らしいと言うのは伝聞だからだ。以前イクブラーシャという集落でそこに住む少女に確かめてきてほしい、と頼まれ潜ってみたものの、どんなに潜っても底までたどり着くことができなかった。
そんなことを思い出しながら、俺は丈夫な縄を腰に巻き、更にその先をしっかりと手に巻き付けている。その縄のまた先には、同じように縄を腰に巻き結び、セノーテの縁にしゃがみこんで恐る恐る水面を覗くミコッテの少女がいる。

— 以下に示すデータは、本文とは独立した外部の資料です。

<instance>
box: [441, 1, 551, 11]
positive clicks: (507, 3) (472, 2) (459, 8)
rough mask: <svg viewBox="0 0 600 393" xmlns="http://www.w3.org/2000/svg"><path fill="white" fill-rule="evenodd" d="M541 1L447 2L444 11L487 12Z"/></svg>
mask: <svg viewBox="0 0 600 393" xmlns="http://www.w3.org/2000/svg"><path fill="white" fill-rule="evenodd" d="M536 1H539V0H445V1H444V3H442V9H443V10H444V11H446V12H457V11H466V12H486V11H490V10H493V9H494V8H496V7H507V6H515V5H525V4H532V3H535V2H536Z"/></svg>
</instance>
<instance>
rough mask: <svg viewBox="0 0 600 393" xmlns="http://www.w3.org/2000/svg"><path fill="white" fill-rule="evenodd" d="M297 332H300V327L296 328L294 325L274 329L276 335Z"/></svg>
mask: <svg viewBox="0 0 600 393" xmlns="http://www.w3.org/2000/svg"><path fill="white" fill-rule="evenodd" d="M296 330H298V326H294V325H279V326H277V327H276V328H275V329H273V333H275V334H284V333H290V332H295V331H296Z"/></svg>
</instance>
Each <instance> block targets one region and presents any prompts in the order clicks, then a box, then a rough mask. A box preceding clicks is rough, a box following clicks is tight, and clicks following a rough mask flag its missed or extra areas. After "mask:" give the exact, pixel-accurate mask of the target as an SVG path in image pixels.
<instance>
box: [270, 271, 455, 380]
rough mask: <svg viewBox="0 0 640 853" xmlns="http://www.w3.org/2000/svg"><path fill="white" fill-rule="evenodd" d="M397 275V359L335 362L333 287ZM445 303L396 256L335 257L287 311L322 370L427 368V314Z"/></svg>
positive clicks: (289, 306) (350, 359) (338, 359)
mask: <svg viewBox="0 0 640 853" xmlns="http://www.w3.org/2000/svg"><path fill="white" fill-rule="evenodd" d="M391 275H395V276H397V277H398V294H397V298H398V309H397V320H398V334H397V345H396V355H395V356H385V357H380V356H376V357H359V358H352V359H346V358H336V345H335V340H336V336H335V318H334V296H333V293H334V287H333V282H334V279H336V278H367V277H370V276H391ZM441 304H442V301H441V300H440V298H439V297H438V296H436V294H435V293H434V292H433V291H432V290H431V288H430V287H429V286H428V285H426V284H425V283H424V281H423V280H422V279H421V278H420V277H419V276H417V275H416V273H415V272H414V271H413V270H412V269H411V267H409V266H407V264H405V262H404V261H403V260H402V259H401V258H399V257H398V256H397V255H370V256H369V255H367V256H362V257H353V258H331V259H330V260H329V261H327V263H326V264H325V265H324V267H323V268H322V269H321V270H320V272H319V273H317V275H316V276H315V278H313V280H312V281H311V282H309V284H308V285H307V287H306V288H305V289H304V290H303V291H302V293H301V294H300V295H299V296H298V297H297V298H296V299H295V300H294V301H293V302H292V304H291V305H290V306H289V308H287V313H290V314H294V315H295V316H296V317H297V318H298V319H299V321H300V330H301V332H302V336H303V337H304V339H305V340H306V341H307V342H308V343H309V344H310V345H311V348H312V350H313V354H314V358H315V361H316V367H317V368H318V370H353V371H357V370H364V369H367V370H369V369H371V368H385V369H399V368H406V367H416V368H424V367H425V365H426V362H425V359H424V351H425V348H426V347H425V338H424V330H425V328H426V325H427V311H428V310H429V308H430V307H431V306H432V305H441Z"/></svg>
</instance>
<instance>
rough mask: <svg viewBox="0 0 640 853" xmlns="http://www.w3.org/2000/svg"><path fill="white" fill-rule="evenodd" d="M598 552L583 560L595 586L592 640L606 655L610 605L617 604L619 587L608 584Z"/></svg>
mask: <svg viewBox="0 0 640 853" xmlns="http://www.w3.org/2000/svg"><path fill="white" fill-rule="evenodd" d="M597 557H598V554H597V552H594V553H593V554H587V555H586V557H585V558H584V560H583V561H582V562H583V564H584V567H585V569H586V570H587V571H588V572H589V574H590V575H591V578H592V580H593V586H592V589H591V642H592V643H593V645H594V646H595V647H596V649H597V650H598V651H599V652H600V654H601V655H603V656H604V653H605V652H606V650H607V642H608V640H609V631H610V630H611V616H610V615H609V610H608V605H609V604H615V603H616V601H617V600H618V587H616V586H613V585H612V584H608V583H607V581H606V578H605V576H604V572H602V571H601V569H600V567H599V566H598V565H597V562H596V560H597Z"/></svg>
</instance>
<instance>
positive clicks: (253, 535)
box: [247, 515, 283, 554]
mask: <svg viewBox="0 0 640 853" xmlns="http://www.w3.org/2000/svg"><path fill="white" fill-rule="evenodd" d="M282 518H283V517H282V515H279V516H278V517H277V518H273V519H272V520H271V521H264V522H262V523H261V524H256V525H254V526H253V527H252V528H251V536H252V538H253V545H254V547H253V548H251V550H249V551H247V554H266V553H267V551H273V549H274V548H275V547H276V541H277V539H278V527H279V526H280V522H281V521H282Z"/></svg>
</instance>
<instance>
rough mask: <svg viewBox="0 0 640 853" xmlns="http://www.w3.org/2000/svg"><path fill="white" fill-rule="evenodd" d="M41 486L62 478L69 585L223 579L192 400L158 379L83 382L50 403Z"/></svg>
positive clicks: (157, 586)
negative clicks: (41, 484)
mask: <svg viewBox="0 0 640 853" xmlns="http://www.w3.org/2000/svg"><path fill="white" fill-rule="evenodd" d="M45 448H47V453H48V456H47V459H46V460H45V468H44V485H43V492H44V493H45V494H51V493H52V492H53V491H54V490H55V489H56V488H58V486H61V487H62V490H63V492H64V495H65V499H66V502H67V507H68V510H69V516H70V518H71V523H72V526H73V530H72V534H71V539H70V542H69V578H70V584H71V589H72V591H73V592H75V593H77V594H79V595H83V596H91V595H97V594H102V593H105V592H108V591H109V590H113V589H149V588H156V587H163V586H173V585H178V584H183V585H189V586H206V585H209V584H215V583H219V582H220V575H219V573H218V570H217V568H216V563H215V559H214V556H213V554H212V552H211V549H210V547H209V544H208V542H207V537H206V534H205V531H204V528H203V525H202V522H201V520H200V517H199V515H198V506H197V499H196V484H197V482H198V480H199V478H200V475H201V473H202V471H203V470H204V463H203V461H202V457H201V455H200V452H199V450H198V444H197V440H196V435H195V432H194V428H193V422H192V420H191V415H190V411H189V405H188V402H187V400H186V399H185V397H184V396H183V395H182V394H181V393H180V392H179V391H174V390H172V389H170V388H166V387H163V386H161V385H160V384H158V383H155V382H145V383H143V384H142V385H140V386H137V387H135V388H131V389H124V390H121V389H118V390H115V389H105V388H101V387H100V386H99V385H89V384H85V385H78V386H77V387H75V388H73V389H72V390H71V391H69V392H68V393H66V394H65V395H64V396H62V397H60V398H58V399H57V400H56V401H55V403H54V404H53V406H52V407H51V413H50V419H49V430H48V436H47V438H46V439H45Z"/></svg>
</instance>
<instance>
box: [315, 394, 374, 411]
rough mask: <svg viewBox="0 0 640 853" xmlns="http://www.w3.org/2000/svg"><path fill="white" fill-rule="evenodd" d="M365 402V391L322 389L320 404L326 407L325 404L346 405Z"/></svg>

その背に向かって俺は声をかけた。
「おい、そんな怖がるようなとこじゃないぞ」
どうしてこんなことになっているのか。
俺と彼女は同じフリーカンパニーに属する「釣り仲間」と言うやつなのだが、先日ヤクテル樹海の釣り場の話になった時──当然現地の水場といえばセノーテになるので──そこに潜ったか、底は本当に繋がっているかと言う話題にシフトし、そこである事が発覚したのである。
一度はそこに潜った彼女は底の見えないセノーテに恐怖を覚え、それ以降セノーテに入れずにいる、と。
「怖くないとか嘘でしょ」
縁にしゃがみこんで彼女は唸るように返答する。克服しようと大の男に腰縄まで巻いてもらっておきながら、もうすでに彼女は自身の恐怖に呑まれている。「底が見えない……どこまで沈むかわからないじゃない。溺れたら誰が引き上げてくれるの?誰にも見つかんないままずっと沈み続けたらどうすんの……」
「心配するな。人間は浮くしお前にはコウジン族のまじないがかかってる」
「それでも怖いのは怖いんだよお〜〜!!!!!!」
かの『英雄様』もかたなしである。こう喚いていると、年相応……いや年齢より少し幼く見えるが、なんにせよ彼女も普通の女の子なんだなと、俺は苦笑した。